Finding Key Words
Finding key words…..kind of important? You bet. It’s also the first step to optimizing a site and should start BEFORE you even know what your site is going to look like.
One of the most common requests (more so now than in the past these days) that new web design clients ask about in an initial consultation is the inclusion of a search engine strategy with their new or upgraded web site. The conversation generally turns to a competitor who comes up with high rankings for certain keyword phrases, etc. “How can we ‘be found’ like competitor XYZ for this search term or that search term?” It starts with finding key words, absolutely.
Well, without realizing it, when we search for anything on the web, we use key words in our search engine. Looking for piano lessons in Atlanta? You won’t just type ‘piano’ in Google will you? You’ll probably type something more specific to what/where you are looking for like ‘piano lessons atlanta’ or ‘piano lessons in atlanta’.
Your potential customer/client is going to do the SAME THING when looking for services your site offers, so finding key words to use on your site is kind of….ahem…..important.
Where do we start though? We know what we do and where we do it, right? Seems kind of easy….

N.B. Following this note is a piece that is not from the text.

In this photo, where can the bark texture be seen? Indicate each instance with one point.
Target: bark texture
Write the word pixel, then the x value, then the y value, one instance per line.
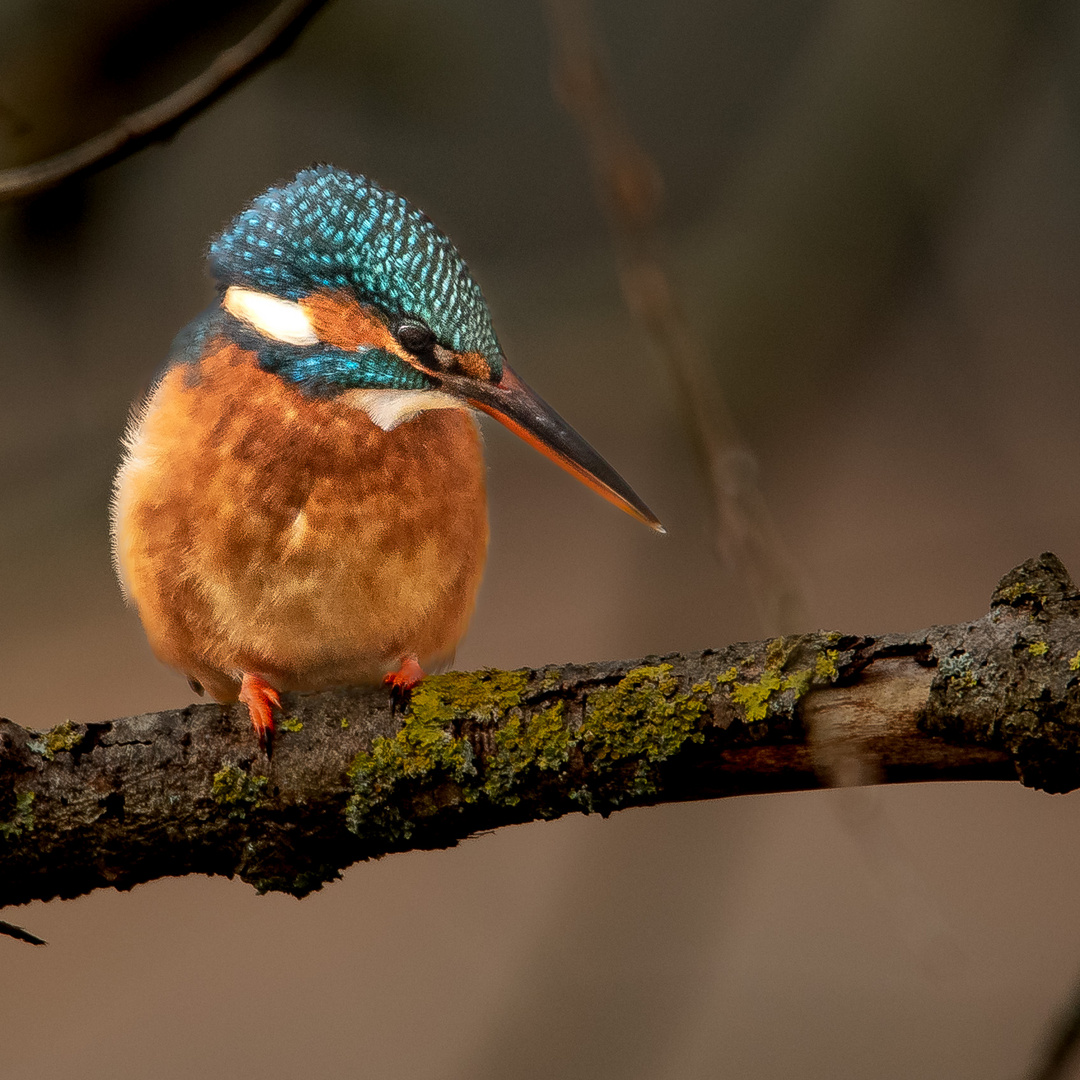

However, a bit of ‘competitive analysis’ is actually a brilliant place to start with a new site SEO strategy. Start with competitor sites, or with sites that rank highly for the key words you might type if you were your own customers! We all do it look at competitor sites, with design, images, content….why would finding key words be any different? We find a site we like, maybe a competitor, maybe not, but we find SOMETHING to base our projects on and go from there.
Step ONE: With SEO, finding the ideal site is not difficult. I’ve said this before, but ‘think like your client would’. Type the ideal key-phrase you want to rank for into both Google and Yahoo (Google is enough for some) and review the top 2 pages returned. You really need to focus on sites for companies similar in size and purpose to yours if possible….trying to match amazon.com, ebay.com, or wikipedia.com for instance is a waste of time because they have SO much content and so many sites linking to them, etc. (all factors that will keep them at the top of many search phrases for good).
Step TWO: Choose 2-3 sites to ’study’ from an SEO perspective. Review the sites and look for patterns with regard to text links (how many key-phrases are found within their links), title tags (check out the source code and look at meta tags as well) for each page, heading tags (are they using key-phrase-rich H1, H2, etc throughout the site?), and navigation (do their main navigation links contain key-phrases?).
There are too many potential tactics to list here, but you get the idea.
Step THREE: Even if you snag a few ideas for promoting key word rich content throughout the pages of your site…it’s a great start to hand to your webmaster or web design partner. I will caution you….if a site is gaining high rankings using ‘black-hat techniques (trying to fool a browser with something other than great content meant for HUMAN consumption), stick with the great content. That’s what the engines are after, and they’ll never punish you or remove you from their index for having great content!